XLM_RoBERTa-Multilingual-Clickbait-Detection

This model is a fine-tuned version of xlm-roberta-large on an unknown dataset. It achieves the following results on the evaluation set:

Loss: 0.2192
Micro F1: 0.9759
Macro F1: 0.9758
Accuracy: 0.9759

Test Set Macro-F1 scores

Multilingual test set: 97.28
en test set: 97.83
el test set: 97.32
it test set: 97.54
es test set: 97.67
ro test set: 97.40
de test set: 97.40
fr test set: 96.90
pl test set: 96.18

Intended uses & limitations

This model will be employed for an EU project.

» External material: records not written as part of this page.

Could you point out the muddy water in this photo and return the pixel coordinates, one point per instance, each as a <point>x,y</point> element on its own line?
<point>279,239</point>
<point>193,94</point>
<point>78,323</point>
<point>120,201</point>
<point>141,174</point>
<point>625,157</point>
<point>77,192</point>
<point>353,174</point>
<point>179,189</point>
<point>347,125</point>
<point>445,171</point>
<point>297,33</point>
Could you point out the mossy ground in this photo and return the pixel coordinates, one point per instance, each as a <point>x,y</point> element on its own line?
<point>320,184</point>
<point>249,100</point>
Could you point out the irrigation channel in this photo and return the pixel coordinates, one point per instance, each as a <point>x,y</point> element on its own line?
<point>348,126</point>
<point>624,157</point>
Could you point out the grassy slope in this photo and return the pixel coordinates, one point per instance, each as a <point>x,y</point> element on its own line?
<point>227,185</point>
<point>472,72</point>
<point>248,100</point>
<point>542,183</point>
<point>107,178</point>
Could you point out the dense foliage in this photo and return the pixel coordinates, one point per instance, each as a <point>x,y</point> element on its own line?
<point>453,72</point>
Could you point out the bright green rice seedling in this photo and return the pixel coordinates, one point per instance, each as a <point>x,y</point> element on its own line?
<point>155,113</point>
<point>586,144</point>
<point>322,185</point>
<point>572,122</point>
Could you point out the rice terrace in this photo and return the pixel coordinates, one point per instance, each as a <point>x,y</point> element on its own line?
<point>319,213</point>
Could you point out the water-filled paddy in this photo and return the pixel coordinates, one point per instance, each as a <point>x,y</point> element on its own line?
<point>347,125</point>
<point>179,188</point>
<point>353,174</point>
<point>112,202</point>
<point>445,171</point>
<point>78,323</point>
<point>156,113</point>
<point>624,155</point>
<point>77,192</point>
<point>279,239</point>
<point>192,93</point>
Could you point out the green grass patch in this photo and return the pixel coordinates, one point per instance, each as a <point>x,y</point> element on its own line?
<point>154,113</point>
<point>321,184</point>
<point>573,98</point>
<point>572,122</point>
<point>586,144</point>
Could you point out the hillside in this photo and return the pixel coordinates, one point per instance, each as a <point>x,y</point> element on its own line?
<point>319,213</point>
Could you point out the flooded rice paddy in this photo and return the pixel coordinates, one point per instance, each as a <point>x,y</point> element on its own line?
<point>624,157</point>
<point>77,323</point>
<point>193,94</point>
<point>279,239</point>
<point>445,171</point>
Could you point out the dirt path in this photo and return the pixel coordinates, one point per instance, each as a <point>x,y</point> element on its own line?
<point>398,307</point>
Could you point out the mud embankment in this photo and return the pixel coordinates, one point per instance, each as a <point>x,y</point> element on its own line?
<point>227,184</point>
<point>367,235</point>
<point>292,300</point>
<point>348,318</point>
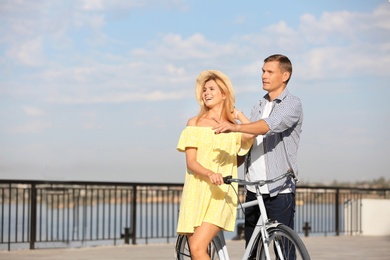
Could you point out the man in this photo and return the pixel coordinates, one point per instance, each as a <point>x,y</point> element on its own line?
<point>276,121</point>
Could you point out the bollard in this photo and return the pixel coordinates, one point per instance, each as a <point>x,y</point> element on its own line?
<point>127,235</point>
<point>240,232</point>
<point>306,228</point>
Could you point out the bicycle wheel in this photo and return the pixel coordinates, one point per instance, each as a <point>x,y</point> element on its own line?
<point>284,243</point>
<point>183,249</point>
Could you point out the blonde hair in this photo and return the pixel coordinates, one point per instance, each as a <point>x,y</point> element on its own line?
<point>228,103</point>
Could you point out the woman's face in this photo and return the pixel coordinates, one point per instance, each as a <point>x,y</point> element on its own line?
<point>212,94</point>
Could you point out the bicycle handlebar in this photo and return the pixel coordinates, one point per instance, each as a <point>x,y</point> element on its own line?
<point>229,180</point>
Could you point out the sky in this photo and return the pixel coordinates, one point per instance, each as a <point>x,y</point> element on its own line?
<point>94,90</point>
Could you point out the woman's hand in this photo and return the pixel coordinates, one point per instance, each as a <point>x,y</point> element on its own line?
<point>216,178</point>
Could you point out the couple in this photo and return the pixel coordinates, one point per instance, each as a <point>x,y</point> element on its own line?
<point>215,145</point>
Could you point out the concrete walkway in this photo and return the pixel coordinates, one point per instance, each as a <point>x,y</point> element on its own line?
<point>345,247</point>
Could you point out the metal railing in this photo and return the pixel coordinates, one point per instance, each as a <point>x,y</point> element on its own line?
<point>44,214</point>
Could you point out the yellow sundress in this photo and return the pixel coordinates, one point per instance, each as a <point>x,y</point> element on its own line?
<point>201,200</point>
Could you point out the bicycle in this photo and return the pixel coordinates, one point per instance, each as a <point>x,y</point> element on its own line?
<point>270,239</point>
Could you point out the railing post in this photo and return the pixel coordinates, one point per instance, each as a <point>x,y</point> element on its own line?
<point>134,216</point>
<point>337,212</point>
<point>33,219</point>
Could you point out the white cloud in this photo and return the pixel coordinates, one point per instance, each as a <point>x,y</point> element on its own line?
<point>33,111</point>
<point>33,127</point>
<point>29,53</point>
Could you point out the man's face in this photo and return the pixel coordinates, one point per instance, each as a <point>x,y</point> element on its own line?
<point>273,78</point>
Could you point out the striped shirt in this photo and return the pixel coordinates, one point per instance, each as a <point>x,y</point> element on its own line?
<point>281,142</point>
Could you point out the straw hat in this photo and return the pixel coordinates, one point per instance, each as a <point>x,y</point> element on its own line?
<point>203,76</point>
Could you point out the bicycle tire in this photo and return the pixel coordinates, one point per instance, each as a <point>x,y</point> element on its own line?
<point>291,244</point>
<point>183,249</point>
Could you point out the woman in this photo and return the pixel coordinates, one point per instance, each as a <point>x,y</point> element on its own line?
<point>208,206</point>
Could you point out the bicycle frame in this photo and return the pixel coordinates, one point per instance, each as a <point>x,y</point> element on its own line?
<point>261,228</point>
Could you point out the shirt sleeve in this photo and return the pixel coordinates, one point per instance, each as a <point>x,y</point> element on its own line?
<point>188,138</point>
<point>243,147</point>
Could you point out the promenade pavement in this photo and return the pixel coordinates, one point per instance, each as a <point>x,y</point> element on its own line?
<point>344,247</point>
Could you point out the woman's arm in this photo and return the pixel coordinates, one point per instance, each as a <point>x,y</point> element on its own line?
<point>239,115</point>
<point>197,168</point>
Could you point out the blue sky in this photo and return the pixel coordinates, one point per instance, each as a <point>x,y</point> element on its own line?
<point>101,90</point>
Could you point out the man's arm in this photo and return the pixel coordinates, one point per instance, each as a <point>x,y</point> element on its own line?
<point>256,128</point>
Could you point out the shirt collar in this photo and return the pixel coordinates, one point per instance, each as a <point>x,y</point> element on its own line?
<point>280,97</point>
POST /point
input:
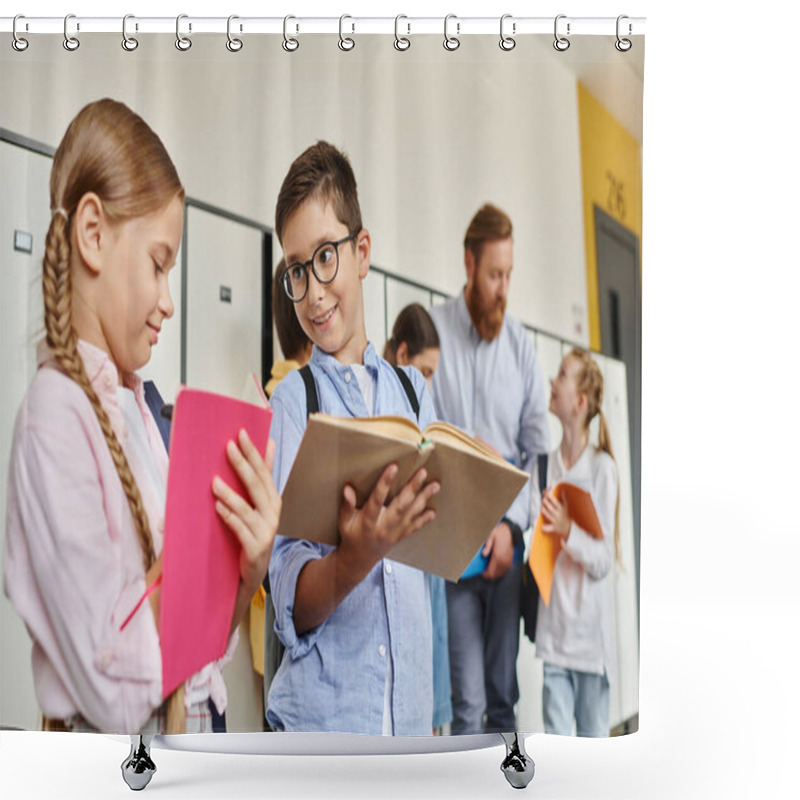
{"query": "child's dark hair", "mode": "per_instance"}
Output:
(415, 327)
(321, 171)
(292, 337)
(489, 224)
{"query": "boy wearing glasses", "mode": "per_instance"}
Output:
(356, 626)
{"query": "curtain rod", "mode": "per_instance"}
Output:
(453, 25)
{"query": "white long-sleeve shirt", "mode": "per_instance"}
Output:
(575, 631)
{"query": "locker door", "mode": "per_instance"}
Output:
(224, 294)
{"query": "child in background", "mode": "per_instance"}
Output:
(415, 343)
(356, 626)
(574, 634)
(87, 478)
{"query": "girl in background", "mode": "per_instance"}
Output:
(574, 634)
(415, 343)
(87, 478)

Training and evaluation data

The "clickbait_detection_dataset" was translated from English to Greek, Italian, Spanish, Romanian, French and German using the Opus-mt.
The dataset was also translated from English to Polish using the M2M NMT.
The "EasyNMT" library was utilized to employ the NMT models.

Training procedure

Training hyperparameters

The following hyperparameters were used during training:

learning_rate: 1e-05
train_batch_size: 16
eval_batch_size: 16
seed: 42
gradient_accumulation_steps: 2
total_train_batch_size: 32
optimizer: Adam with betas=(0.9,0.999) and epsilon=1e-08
lr_scheduler_type: linear
num_epochs: 4

Framework versions

Transformers 4.36.1
Pytorch 2.1.0+cu121
Datasets 2.13.1
Tokenizers 0.15.0